Maar goed, ik heb heel goed geleerd wat sociaal wenselijk gedrag is. En toch ben ik nu op een punt dat ik het niet altijd meer kan opbrengen.
Wenselijk gedrag
Want wat is eigenlijk wenselijk. Dat is verschillend per gezin, per leerkracht, per baan en per sociale situatie. Maar over het algemeen weten we wel een beetje wat het inhoudt. Je bent sociaal, stelt je geïnteresseerd op naar de ander, bent behulpzaam, houd je aan de regels en houd je emoties voor jezelf behalve als het blije of vrolijke emoties zijn.
Wat ik van mijzelf verwachtte als wenselijk gedrag was op school vooral niet opvallen, geen grote mond, geen emoties die lastig zijn voor de ander, behulpzaam zijn en vooral nog voor de ander aan lopen, niet te vaak stil zitten of niks doen, maar bezig blijven. Dit ging eigenlijk ook wel zo door toen ik aan het werk ging. Ik heb altijd wel het gevoel gehad dat ik voor 90% voldeed aan het wenselijke gedrag. Terwijl ik dat eigenlijk niet op kon brengen.

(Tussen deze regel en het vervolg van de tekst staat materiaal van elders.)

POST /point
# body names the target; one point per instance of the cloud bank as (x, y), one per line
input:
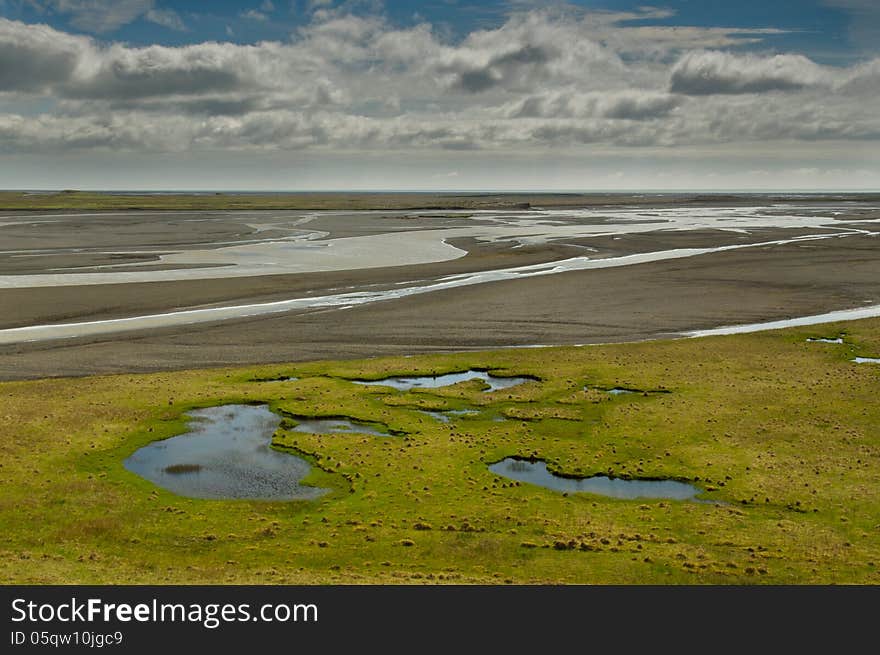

Met vriendinnen ging dat met ups en downs. Want waar ik het aan het begin van de middelbare school moeite had met vriendinnen krijgen en behouden bloeide ik op, op de beroepsopleiding en wist ik hier met gemak vriendschappen op te bouwen. Ik vertoonde een lange tijd erg sociaal wenselijk gedrag, op de werkvloer en in mijn sociale leven.
Moederschap
Toen ik moeder werd veranderde er iets in mij. Eerst projecteerde ik mijn genoten opvoeding op dat van mijn kinderen. En ik weet dat ik daarin een aantal dingen al op jonge leeftijd heb veroorzaakt bij mijn kinderen. Ze vertonen namelijk heel erg sociaal gewenst gedrag. Ze pakten nooit dingen van de tafel als ze klein waren, hadden geen grote mond, gooiden geen dingen om bij anderen. Mijn dochter had soms wat meer moeite hiermee in winkels bijvoorbeeld, maar mijn zoontje heeft echt nooit wat “verkeerd” gedaan. Nu wou ik dat ik ze losser had gelaten. Dat ik een ander meer tot “last” was geweest met mijn kinderen. Nu zie ik dat mensen die dit wel doen alsnog ook gewoon worden geaccepteerd en waarschijnlijk kinderen hebben die het makkelijker hebben in het leven. Ik wou dat ik niet zo vreselijk bang was geweest voor wat men vond van het gedrag van mijn kinderen.
Soms ben ik bang dat dat mede de reden is dat mijn kinderen niet voor zichzelf durven op te komen in de klas. Of dat ze hun plek niet durven in te nemen in de samenleving. Bij onze dochter gaat dat wel wat makkelijker, maar ons zoontje zit nu al 11 maanden thuis van school. Door angst, door faalangst en omdat hij alleen maar enorm bang is om fouten te maken. Bang is dat er iemand zijn stem tegen hem verheft. Komt dit omdat ik ze sociaal wenselijk heb geprobeerd te programmeren? Ik hoop het niet. Maar ik heb wel veel geleerd van dit alles. Ik heb geleerd hoe ook basisscholen volgens een vast programma draaien. Hoe ouders kunnen zijn als je kind niet mee kan komen.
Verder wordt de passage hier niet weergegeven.